This comment is based upon two reasons: (1) the importance of your focus in the mentioned suggested title and (2) it will prove a more "long life" of this research in terms of systematic search from other future searches. 

Therefore, I agree that this work is in the level to be publish.

 

 

Author Response

Thank you very much for your second review, as well as the suggested title change. The reason for specifying the type of study within the SMART4MD project is that the study protocol has been published first. We have also published results of some of the tests administered. We plan to publish the final results of the clinical trial, therefore, it seems relevant to us to specify that it is the feasibility-usability study within the SMART4MD project. Again, we appreciate your suggestion.

Reviewer 2 Report

Point 1: General comments:

1.1. The new procedure section and measures have improved the article significantly, but it has still some problems in the formal structure, including some aspects of the procedure in sections that do not correspond.

1.2.In the results section are missing some relevant data. Given that you define in your title your study as a "feasibility study" and in measures only gather "the amount of SIM data/user/month" regarding feasibility, the results section should show specific data about it, and explain in discussion why is important (you facilitate this information in your cover letter with answers to the revision). Also, cultural perspective is introduced as an important aspect by which the study is carried out in different countries, but you not show any result linked to the diferences or similarities between both cultures. Please, provide some specifical data about this question.

1.3. Finally, the results are inaccurately described. 

On the one hand, the general results are described as imprecise data "Several PwMCI said...", "A few PwMCI who were not familiar with tablets or smartphones were very insecure", "Others approached the technology with curiosity", "The cognitive games included in the app were appreciated", "A paper-based manual was seen by several dyads". Please, provide precise data, for example "20% of PwMCI reported..." Please, revise all your results sections and provide accurate results such as frequencies of succesful task, mean and SD of number of task done by the users, etc.

On the other hand, an important score (summation score) is presented, but it is not justified with theoretical references.

 

-----------------

Point 2: Line specific questions and corrections.

Lines 68-70. Organization as “the effectiveness, efficiency, and satisfaction with which specified users can achieve goals in particular environments”
Please provide cite.

The introduction have improve but is still brief. The examples:
A introduction should answer questions like: What is the problem? Why is important? What constructs are involved in this problem? You are talking about cultural differences (that's your design leitmotiv and the reason to carry out your trial in several countries), the importance of a user centered design, the feasibility of this kind of projects...etc. What studies have been conducted in the literature?(the 4 that I provided were examples, but not enough to contextualize the study).
What did these studies contribute and what things were left unanswered?
Your study is covering a gap in the literature. Introduction must facilitate context to understand the concepts used in the paper, and highlight the gap that this study will cover.
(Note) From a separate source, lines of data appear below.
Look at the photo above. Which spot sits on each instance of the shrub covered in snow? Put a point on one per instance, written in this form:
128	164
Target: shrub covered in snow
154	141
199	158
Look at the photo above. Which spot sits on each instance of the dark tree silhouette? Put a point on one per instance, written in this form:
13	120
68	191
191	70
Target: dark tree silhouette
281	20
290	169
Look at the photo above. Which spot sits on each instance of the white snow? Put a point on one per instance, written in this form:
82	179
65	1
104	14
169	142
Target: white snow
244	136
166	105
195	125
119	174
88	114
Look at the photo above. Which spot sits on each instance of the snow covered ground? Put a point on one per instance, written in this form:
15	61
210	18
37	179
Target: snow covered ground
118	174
After in discussion you should try to bring back the introduction and explain how your work cover these gaps.

Please, provide a more strong background (including references from reliable scientific database like Journal Citation Report, scopus, PubMed, etc).
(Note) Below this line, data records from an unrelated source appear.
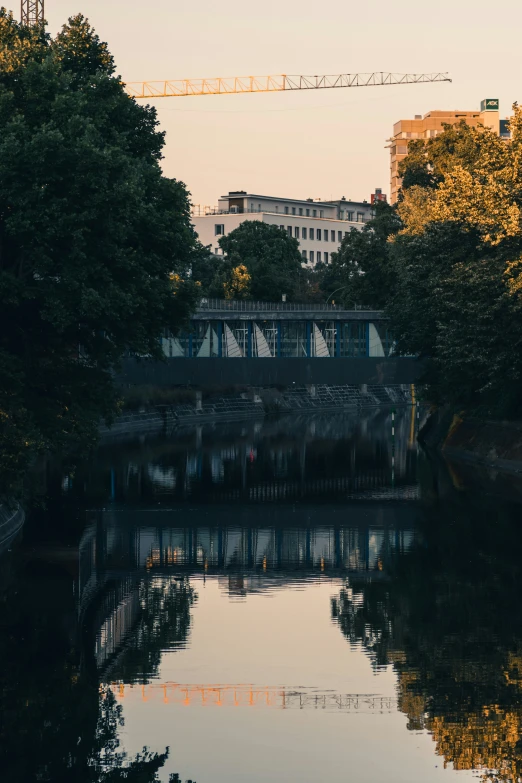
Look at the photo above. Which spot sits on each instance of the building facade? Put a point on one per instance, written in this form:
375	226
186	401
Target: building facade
430	125
318	226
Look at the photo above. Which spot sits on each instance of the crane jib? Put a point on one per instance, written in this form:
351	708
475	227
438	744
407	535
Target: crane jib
179	88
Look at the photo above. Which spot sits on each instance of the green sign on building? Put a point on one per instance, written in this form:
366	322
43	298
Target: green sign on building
489	104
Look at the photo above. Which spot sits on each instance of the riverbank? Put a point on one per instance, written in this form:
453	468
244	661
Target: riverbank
145	412
494	444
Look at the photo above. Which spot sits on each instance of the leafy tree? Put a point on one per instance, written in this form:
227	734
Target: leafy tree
90	231
239	284
448	619
270	256
457	265
362	265
428	161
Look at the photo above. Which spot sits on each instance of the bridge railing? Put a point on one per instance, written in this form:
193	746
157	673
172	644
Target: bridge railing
246	306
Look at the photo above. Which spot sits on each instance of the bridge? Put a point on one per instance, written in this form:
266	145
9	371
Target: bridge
359	340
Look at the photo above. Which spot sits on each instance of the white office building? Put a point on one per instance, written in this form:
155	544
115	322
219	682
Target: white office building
319	226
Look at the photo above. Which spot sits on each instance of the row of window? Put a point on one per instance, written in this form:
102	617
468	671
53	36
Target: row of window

Line 169 "Participants score 20 to 28 points on the Mini Mental State Examination (MMSE) whether".

Although the cut-off point in the MMSE could be anywhere between 1-30, the score of 24 is normally used to discriminate possible impairment. In the case of a higher score, how have the authors ensured that the participants have mild dementia? I understand (due the information of procedure section) that potencial patients were located from primary care database, so I understand there is a previous diagnoses. If a previous diagnoses is needed, the authors should describe in inclusion criteria and explain briefly in procedure.

Line 285 (empty). If a diagnoses is needed, pleas, add a sentence after your 28 point score explanation, emphasizing that you are sure of its validity due to the previous diagnosis.

Lines 190-211. That information is not participants. It must be on procedure section.

Line 199 "Site BTH is localted in Terrassa (Barcelona). At CST, potential" Maybe is an error and authors means "Site CST".

Line 201. In a peer-review journal is not acceptable to show any name of the authors in the paper, in order to avoid any possible bias in review process. Please anonymize using professional status intead of the name (the medical staff in charge, the professional staff, etc).

Lines 213-226. The description of the sociodemographic data of the sample is still missing in this section. Mean age and standard deviation, percentage of men and women with cognitive impairment, etc.(described on lines 256... must be placed here).

Timeline is a procedure information, not a particpants section information.Please, move to procedure section.

Line 253. Flowchart must be placed in procedure section.

Line 270. You have improve remarkably this section. Thank you for clarify.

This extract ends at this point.